Em 1970 assume a direcção do Pelouro Cultural do Clube dos Galitos e
funda o NÚCLEO DE ARTES PLÁSTICAS DO CLUBE DOS GALlTOS, organizando
a 1ª
Exposição de Artistas de Aveiro. Um ano mais tarde é convidado a ser
membro fundador do AVEIRO-ARTE, movimento vanguardista de artes
plásticas, encabeçado pelo Dr. Vasco Branco e o saudoso David
Cristo. A maturidade plástica de Gaspar Albino, neste tempo, é
manifesta, deixando para trás as influências que o haviam marcado. A
sua pintura é mais diáfana, os tons mais suaves, a construção menos
elaborada. Em 1985 expõe com êxito, na Galeria Municipal de Aveiro,
uma série de retratos a crayon de amigos íntimos e figuras da nossa
terra.
Gaspar Albino foi e é um lutador; a atestá-lo aí está o "curriculum"

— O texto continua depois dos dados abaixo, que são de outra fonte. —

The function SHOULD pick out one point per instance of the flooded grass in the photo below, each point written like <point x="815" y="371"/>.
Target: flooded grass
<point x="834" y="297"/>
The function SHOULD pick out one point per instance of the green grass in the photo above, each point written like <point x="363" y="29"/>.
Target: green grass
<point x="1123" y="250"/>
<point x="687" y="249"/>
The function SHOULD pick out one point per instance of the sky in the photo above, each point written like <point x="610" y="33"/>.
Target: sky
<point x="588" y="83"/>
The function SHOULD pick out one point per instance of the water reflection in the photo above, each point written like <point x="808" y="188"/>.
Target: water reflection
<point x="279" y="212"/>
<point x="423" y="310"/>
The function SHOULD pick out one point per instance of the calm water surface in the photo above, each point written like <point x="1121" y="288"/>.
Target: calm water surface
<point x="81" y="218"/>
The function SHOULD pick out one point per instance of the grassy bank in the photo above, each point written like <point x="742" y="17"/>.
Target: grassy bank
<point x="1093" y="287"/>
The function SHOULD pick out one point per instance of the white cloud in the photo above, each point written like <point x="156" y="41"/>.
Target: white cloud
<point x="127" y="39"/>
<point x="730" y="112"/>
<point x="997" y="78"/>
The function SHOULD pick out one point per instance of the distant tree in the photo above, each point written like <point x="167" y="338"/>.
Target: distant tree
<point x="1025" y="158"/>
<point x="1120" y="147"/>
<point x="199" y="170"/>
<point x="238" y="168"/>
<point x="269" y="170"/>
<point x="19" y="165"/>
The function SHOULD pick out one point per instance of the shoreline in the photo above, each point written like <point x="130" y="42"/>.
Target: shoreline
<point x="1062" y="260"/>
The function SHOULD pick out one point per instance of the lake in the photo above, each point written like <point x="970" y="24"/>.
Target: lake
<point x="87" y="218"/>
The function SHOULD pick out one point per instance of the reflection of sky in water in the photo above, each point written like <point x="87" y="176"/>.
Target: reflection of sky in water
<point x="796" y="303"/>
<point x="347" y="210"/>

invejável que apresenta. Uma personalidade dedicada à sua terra e às
suas gentes.
Nesta homenagem singela ao pescador Manuel, há como que um
retrocesso à sua infância, às suas memórias ancestrais. Quando a
vida dos bacalhoeiros era difícil e o espectro da fome ensombrava a
Europa, saída duma guerra mundial.
Ao realizar esta mostra, com sabor amargo a sal e a maresia, o
Gaspar Albino também pretende homenagear não só o seu pai, como
também todos aqueles pescadores da Faina Maior que nos longínquos
mares da Terra Nova foram fustigados pelos ventos glaciares,
causticados pelo frio, desaparecidos nos mares gelados do "fim do
mundo".
Jeremias Bandarra
(Artista Plástico)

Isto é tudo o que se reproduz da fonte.